Por que não a Filosofia?

03/05/2019 • Clipping

Uma sociedade que decide condenar a Filosofia precisa explicar por que o faz. Ela é inútil? Supérflua? Desnecessária? Seja qual for o adjetivo usado para (des)qualificá-la, será necessário argumentar para defender uma posição. E argumentar, com honestidade intelectual, requer apresentar boas razões para que uma determinada conclusão possa ser sustentada. Para isso, é preciso utilizar as ferramentas da própria Filosofia. Quem não reconhece tal exigência, pode aparentemente criticar, mas no fundo, apenas faz acusações. A crítica requer argumentos e quem não está disposto a apresentá-los, apenas usa o discurso como retórica para mascarar o caráter autoritário das suas afirmações.

A discussão poderia começar, em primeiro lugar, pelo esclarecimento daquilo que chamamos de “Filosofia”. Podemos ter a impressão de estarmos falando da mesma coisa, mas a própria história dessa disciplina nos presenteia com uma lista ampla de definições, sem falar das controvérsias. Ao buscarmos respostas, perceberemos que definir a filosofia já é um problema filosófico que exige considerar também a pluralidade de formas em que ela se expressa, as diferentes subáreas em que se divide, as diferentes tradições de pensamento que a constituem, a sua constante renovação frente aos problemas contemporâneos: estamos falando de qual Filosofia?

Ainda que se apresente um argumento contra a Filosofia, isso não significa que se terá chegado a uma conclusão definitiva. Argumentos, em discussões filosóficas, são debatidos. A crítica exigirá que as justificativas sejam apresentadas e poderá questioná-las de forma mais abrangente se referindo ao seu entrelaçamento com valores, com uma determinada perspectiva da tarefa que a Filosofia deve desempenhar, com algum objetivo que supostamente ela deva atender, com algo do qual ela deva se separar. Qualquer forma de “dever”, nesse caso, requer justificação.
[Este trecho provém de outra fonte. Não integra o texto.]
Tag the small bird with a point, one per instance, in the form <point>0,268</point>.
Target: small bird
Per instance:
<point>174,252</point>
Nesse sentido, não é possível criticar ou defender a Filosofia sem considerar os contextos sociais, históricos e políticos nos quais ela se desenvolveu. Se quisermos debater seriamente o lugar da Filosofia no Brasil, teremos que situar os contextos em que as teorias apareceram, quais foram os projetos de nação a que elas serviram, quais interesses elas atenderam, com quais valores se comprometeram. Diferentes tradições filosóficas disputaram não apenas ideias, mas também a política. Poderíamos nos perguntar, por exemplo: por que o positivismo se fez tão presente no país? Por que e por quem foi defendido ou criticado? As mesmas questões podem ser colocadas ao marxismo e ao liberalismo. As respostas, para além de definições, revelarão os pressupostos que estão envolvidos na defesa de tais teorias.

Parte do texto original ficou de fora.